Note that you can specify both the CHOOSE= and STOP= options. You might want to consider models generated by forward selection that have at most some fixed number of effects but select from within this set based on a criterion you specify. For example, specifying
selection=forward(stop=20 choose=ADJRSQ)
requests that forward selection continue until there are 20 effects in the final model and chooses among the sequence of models the one that has the largest value of the adjusted R-square statistic. You can also combine these options to select a model where one of two conditions is met. For example,
selection=forward(stop=AICC choose=PRESS)
chooses whatever occurs first between a local minimum of the predicted residual sum of squares (PRESS) and a local minimum of corrected Akaike’s information criterion (AICC).
It is important to keep in mind that forward selection bases the decision about what effect to add at any step by considering models that differ by one effect from the current model. This search paradigm cannot guarantee reaching a “best” subset model. Furthermore, the add decision is greedy in the sense that the effect deemed most significant is the effect that is added. However, if your goal is to find a model that is best in terms of some selection criterion other than the significance level of the entering effect, then even this one step choice might not be optimal. For example, the effect you would add to get a model with the smallest value of the PRESS statistic at the next step is not necessarily the same effect that has the most significant entry F statistic. PROC GLMSELECT enables you to specify the criterion to optimize at each step by using the SELECT= option. For example,
selection=forward(select=CP)
requests that at each step the effect that is added be the one that gives a model with the smallest value of the Mallows’ statistic. Note that in the case where all effects are variables (that is, effects with one degree of freedom and no hierarchy), using ADJRSQ, AIC, AICC, BIC, CP, RSQUARE, or SBC as the selection criterion for forward selection produces the same sequence of additions. However, if the degrees of freedom contributed by different effects are not constant, or if an out-of-sample prediction-based criterion is used, then different sequences of additions might be obtained.

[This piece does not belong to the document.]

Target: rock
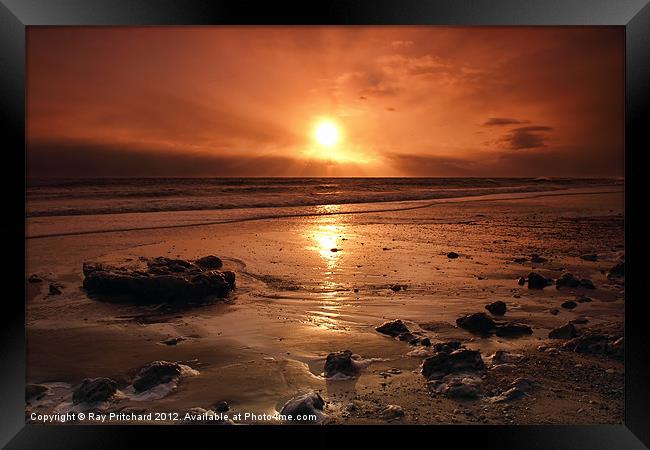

You can use SELECT= together with CHOOSE= and STOP=. If you specify only the SELECT= criterion, then this criterion is also used as the stopping criterion. In the previous example where only the selection criterion is specified, not only do effects enter based on the Mallows’ statistic, but the selection terminates when the statistic first increases.
You can find discussion and references to studies about criteria for variable selection in Burnham and Anderson (2002), along with some cautions and recommendations.
selection=forward
adds effects that at each step give the lowest value of the SBC statistic and stops at the step where adding any effect would increase the SBC statistic.
selection=forward(select=SL)
adds effects based on significance level and stops when all candidate effects for entry at a step have a significance level greater than the default entry significance level of 0.15.
selection=forward(select=SL stop=validation)
adds effects based on significance level and stops at a step where adding any effect increases the error sum of squares computed on the validation data.
selection=forward(select=AIC)
adds effects that at each step give the lowest value of the AIC statistic and stops at the step where adding any effect would increase the AIC statistic.
selection=forward(select=ADJRSQ stop=SL SLE=0.2)
adds effects that at each step give the largest value of the adjusted R-square statistic and stops at the step where the significance level corresponding to the addition of this effect is greater than 0.2.